Microsoft is working on his new shell, called MSH. Ars Technica has just made an extremely well-written, quality article on it. It's a big shift seeing Microsoft really caring with their power users and system administrators, because in the past they primarily created front-ends which served the average users well, but not the advanced ones.

Honestly I envy at MSH, because it's powerful. I'm especially impressed by its object-oriented approach, its close integration with the .NET API and its import/export capabilities. Providers also seem to be very usable and the security features are well-thought too.

What I'm less impressed about is its syntax which resembles Bash in many places which I think is hardly readable and not really intuitive. This is especially true in case of comparison constructs. The SQL syntax is also a good idea, but compared to Python, it's functionally is the same as list comprehensions which I find more appealing.

I must say that Bash-scripting is lagging far behind MSH. Our whole set of command line tools are loosely integrated and purely textual which makes them very hard to use effectively in a lots of scenarios. Unix bigots would argue me, of course, but Microsoft shouldn't be blamed all the time. The should be watched and their good ideas should be embraced and improved to build a better free platform.

Ajax and PHP

A new developerWorks article has been written on the topic.

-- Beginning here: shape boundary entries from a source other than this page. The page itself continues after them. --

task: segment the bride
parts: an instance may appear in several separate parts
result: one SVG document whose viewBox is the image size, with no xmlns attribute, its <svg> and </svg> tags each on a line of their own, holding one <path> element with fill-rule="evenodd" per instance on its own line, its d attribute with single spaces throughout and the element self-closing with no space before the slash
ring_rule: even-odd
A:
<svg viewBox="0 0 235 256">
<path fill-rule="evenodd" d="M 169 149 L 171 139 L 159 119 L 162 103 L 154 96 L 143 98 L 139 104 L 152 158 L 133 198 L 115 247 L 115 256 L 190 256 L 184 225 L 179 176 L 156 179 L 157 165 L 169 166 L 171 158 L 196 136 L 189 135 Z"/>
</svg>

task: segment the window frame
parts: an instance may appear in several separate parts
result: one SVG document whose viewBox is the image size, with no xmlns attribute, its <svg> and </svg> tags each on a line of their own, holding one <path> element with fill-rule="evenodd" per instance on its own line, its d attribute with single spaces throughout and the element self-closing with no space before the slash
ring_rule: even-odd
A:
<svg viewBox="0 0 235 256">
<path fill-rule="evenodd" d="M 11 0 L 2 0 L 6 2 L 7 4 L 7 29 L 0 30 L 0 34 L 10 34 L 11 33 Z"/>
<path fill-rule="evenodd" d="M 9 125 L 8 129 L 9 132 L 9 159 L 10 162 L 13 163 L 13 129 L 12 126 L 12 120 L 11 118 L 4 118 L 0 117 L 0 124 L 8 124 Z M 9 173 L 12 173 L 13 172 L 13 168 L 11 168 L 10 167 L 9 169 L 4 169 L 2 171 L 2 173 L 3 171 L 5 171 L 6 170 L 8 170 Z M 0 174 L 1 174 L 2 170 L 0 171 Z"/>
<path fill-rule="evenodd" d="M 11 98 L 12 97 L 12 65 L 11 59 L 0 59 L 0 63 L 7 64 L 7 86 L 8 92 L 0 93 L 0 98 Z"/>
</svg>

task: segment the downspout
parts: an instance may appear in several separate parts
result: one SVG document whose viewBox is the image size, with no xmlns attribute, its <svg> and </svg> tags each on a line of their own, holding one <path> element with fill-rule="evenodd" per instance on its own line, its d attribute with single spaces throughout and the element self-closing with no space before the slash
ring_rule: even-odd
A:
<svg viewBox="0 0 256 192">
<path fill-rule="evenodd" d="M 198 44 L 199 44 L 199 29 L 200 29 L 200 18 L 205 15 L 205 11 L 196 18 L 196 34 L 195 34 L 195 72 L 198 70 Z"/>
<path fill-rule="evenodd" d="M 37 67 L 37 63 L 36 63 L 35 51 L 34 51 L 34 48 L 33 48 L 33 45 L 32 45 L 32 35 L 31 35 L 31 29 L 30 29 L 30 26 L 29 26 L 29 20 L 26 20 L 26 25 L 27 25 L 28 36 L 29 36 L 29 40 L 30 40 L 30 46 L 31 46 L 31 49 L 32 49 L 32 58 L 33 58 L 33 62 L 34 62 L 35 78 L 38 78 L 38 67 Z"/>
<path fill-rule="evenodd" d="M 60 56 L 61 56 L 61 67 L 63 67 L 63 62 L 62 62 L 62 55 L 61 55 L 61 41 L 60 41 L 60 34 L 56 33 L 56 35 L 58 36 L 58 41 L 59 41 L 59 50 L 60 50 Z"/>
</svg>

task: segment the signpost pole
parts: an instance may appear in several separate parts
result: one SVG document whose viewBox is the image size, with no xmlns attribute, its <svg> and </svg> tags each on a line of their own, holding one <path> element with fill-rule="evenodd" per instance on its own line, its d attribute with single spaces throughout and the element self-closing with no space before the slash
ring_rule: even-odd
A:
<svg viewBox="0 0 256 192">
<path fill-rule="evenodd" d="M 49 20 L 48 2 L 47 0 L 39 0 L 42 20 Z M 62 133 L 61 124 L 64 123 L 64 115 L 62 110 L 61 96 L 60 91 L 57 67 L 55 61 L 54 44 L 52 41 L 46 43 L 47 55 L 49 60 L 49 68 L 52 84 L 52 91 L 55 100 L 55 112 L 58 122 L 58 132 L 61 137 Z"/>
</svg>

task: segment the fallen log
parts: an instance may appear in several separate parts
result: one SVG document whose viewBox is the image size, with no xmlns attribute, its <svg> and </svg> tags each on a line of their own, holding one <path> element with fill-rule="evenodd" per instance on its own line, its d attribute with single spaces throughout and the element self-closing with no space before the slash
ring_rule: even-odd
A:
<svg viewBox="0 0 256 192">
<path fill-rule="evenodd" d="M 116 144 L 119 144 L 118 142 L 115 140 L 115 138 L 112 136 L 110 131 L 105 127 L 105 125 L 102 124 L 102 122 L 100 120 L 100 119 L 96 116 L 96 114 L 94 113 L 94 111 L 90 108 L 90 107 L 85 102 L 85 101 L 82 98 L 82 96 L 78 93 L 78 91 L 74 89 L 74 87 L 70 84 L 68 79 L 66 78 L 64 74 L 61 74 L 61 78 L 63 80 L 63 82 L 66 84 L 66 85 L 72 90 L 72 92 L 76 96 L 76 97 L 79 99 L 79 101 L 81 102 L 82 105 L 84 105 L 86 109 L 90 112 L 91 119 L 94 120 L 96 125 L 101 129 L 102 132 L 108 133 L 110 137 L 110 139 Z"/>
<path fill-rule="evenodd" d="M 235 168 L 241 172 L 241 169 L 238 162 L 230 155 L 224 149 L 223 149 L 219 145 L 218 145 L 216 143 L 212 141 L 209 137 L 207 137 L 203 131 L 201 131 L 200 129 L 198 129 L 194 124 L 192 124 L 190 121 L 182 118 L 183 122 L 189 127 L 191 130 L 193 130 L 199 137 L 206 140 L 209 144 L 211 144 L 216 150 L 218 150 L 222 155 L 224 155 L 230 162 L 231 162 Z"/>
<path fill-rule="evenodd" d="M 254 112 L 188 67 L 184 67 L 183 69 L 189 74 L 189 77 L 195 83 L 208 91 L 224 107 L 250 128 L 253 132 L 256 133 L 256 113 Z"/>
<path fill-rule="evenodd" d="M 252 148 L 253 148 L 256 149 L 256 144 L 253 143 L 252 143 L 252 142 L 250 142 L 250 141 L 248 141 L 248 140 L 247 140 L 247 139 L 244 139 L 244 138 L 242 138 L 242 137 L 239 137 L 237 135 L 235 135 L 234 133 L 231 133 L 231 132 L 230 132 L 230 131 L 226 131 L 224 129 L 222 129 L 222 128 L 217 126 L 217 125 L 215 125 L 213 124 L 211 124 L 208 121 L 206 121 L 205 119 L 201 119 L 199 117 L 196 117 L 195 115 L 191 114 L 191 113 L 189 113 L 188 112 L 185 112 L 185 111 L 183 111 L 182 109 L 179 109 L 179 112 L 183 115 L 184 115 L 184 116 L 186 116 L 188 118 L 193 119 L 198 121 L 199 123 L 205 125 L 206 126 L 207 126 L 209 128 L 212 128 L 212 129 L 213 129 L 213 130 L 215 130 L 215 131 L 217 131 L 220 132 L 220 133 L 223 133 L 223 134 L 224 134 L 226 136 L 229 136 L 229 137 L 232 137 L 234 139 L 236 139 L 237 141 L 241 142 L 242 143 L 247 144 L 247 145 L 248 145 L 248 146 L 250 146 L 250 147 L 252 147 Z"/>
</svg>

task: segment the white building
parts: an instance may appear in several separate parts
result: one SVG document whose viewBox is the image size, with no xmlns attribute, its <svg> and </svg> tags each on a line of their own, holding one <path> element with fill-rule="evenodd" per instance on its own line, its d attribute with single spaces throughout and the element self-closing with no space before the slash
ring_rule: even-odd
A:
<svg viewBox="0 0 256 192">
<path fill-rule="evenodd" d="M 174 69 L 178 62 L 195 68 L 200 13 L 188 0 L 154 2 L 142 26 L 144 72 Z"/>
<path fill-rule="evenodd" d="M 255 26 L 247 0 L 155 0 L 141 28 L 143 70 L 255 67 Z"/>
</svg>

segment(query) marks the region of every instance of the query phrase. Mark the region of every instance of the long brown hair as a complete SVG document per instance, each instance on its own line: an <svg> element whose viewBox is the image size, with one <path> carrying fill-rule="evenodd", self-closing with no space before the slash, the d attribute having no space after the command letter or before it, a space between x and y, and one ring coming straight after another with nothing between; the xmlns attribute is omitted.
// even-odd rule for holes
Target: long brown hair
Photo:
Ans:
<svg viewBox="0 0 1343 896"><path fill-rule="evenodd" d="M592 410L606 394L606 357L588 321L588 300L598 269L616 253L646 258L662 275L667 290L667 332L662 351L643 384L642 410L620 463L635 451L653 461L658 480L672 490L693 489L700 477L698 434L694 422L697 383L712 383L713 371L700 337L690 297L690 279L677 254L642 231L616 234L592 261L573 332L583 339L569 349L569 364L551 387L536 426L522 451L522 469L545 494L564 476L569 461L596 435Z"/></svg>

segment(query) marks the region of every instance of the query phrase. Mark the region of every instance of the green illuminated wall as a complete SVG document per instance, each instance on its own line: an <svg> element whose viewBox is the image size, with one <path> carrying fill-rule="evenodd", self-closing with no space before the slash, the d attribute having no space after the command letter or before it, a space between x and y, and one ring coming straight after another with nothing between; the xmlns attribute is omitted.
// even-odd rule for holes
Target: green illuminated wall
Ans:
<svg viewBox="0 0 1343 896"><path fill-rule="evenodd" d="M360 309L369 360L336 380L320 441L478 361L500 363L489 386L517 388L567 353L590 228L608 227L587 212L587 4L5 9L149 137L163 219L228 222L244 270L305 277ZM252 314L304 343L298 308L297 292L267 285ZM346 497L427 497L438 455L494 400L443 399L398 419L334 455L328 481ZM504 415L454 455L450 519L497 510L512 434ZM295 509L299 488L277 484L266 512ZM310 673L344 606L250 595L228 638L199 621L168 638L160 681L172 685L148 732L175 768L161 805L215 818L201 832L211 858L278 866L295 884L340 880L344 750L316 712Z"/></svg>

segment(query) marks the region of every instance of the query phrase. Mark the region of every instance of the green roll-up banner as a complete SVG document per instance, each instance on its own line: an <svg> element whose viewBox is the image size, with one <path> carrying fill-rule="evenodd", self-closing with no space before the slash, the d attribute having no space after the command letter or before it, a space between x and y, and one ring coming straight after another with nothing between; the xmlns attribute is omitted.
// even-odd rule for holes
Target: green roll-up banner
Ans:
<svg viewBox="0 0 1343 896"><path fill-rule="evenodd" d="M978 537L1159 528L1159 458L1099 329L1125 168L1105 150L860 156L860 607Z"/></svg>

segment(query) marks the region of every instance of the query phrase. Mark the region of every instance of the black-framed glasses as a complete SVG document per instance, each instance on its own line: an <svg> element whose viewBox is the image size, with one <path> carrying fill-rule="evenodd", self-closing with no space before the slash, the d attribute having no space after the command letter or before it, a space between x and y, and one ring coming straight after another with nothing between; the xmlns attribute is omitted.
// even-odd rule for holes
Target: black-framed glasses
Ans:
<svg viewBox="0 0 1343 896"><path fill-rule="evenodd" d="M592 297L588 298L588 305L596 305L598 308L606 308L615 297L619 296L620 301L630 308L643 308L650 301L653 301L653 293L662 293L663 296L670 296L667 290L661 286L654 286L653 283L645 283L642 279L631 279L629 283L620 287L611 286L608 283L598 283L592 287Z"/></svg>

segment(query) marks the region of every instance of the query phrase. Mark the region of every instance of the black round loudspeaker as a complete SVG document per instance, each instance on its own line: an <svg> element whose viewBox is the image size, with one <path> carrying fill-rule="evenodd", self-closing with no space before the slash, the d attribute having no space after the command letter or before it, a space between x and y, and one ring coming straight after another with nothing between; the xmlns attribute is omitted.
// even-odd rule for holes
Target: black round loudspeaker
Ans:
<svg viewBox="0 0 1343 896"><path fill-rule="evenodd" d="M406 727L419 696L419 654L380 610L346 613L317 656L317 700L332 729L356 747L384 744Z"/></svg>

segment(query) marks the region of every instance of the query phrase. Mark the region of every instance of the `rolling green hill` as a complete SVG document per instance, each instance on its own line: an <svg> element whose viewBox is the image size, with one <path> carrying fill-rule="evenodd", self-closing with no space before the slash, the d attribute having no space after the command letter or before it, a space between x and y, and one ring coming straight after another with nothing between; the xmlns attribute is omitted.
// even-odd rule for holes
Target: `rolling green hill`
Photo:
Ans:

Ajax is an extremely exciting technology for me because it makes developers able to build thin client applications that feel like rich client. Using Ajax one can make really smooth and powerful applications. The best example that comes into my mind is Gmail's autosave feature. As you compose your mail Gmail autosaves your email regularly and you won't loose your content if something wicked happens.

If I had more time, I'd create an application which I would call AjaxWikiBoard. The name is quite intuitive for technical folks I believe. It'd be a web application empowered by a wikilanguage, preferrably with DokuWiki or MediaWiki markup, using Ajax and featuring frequent autosaves. That could be used as a personal note-taking application, just like Tomboy, but on the web.

Linux 2.6.14 is Out

The new release is here. Contains some inotify fixes so it's worth upgrading.